Ádám folgt in durchweg allen Aufsätzen einem - wie sie selbst anmerkt „traditionellen“ Zugriff und stützt ihre Analyse in erster Linie auf diplomatische Quellen, Vertragstexte und Konferenzdokumentationen. Das Leitmotiv ihrer Ausführungen ist die vermeintlich ungerechte Friedensordnung, die durch Antagonismen zwischen Siegern und Besiegten hervorgerufene regionale Instabilität sowie das Desinteresse der Großmächte, welche es dem nationalsozialistischen Deutschland (und in geringerem Maße dem faschistischen Italien) erst ermöglicht habe, seine hegemonialen Ziele zu verwirklichen. „Abandonment by the West and internal strife within Central Europe inevitably led to the increasing penetration of the region by German and Italian economic, and eventually political, interests.“ (S. xvi) Aufgrund der Konzeption des Buches sind Redundanzen wohl unvermeidlich gewesen.
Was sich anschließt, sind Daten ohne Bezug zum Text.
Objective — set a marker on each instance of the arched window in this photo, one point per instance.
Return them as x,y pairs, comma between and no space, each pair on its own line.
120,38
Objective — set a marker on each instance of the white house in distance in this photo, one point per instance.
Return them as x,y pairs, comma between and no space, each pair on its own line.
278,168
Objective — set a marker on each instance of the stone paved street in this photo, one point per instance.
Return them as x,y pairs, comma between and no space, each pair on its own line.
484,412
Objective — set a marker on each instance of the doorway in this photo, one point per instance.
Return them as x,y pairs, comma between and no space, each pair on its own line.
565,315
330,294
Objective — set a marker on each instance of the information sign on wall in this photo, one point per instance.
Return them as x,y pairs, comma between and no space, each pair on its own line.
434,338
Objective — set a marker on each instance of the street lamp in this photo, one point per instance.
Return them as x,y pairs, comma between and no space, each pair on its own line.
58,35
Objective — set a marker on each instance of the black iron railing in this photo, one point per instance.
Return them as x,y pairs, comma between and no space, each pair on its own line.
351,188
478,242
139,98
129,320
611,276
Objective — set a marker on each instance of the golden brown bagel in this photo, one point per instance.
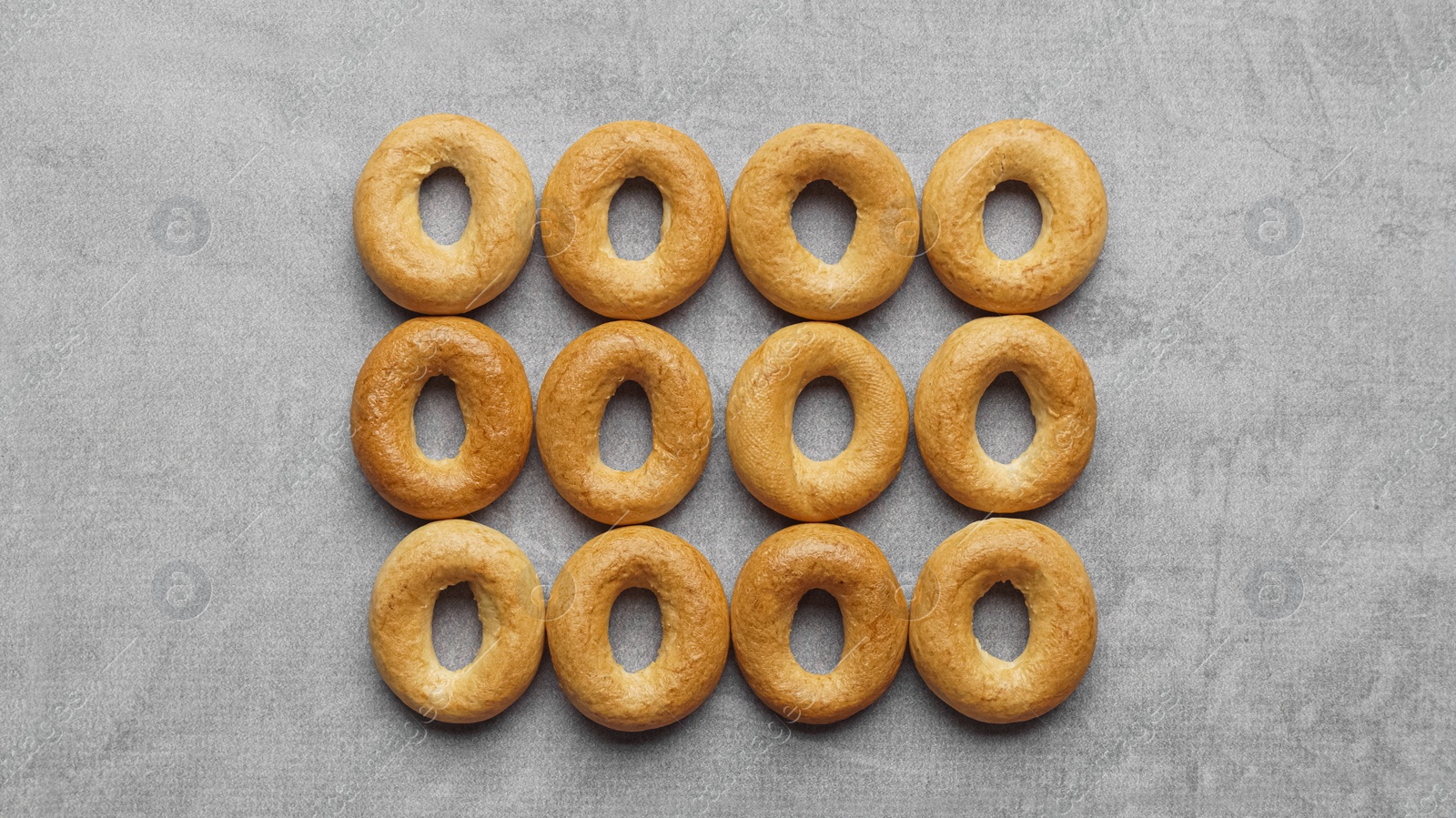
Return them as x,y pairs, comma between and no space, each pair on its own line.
695,629
1059,603
1062,400
495,403
1074,216
568,419
885,228
778,574
400,614
574,218
761,422
404,261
Magda Ádám bekennt sich offen zu ihrer national-ungarischen Perspektive: “The Hungarians argued (rightly) that their country had not only been dismembered..., but that the principle of self-determination....had given way to a vindictive peace diktat in which strategic principles had played at least as much part as ethnic self-determination.” Und: „In addition to territorial dismemberment, the Hungarians suffered the indignity of discriminatory policies against ethnic Hungarians who remained outside the new borders of Hungary.“ (S. xv) Das von der Tschechoslowakei, Jugoslawien und Rumänien 1920/21 geschmiedete Defensivbündnis der Kleinen Entente sieht Ádám entsprechend als ein Instrument, Ungarn zu „umzingeln“ und neue Feindschaft heraufzubeschwören (S. 208). Am Ende des Buches entfaltet Ádám in einem Beitrag über das Münchener Abkommen die starke These, dass Edvard Beneš selbst die Verantwortung für den „Gang der Ereignisse“ zufalle, aufgrund seines „ganzen außenpolitischen Konzeptes“ und der Missachtung der Minderheitenrechte in der Tschechoslowakei (S. 356).
Magda Adam hat sich durch verschiedene, umfangreiche Quelleneditionen über die Außenpolitik Ungarns in den 1930er und 1940er Jahren Verdienste erworben. Anders als diese wird der vorliegende Band sicherlich nicht den Rang eines Standardwerkes erlangen.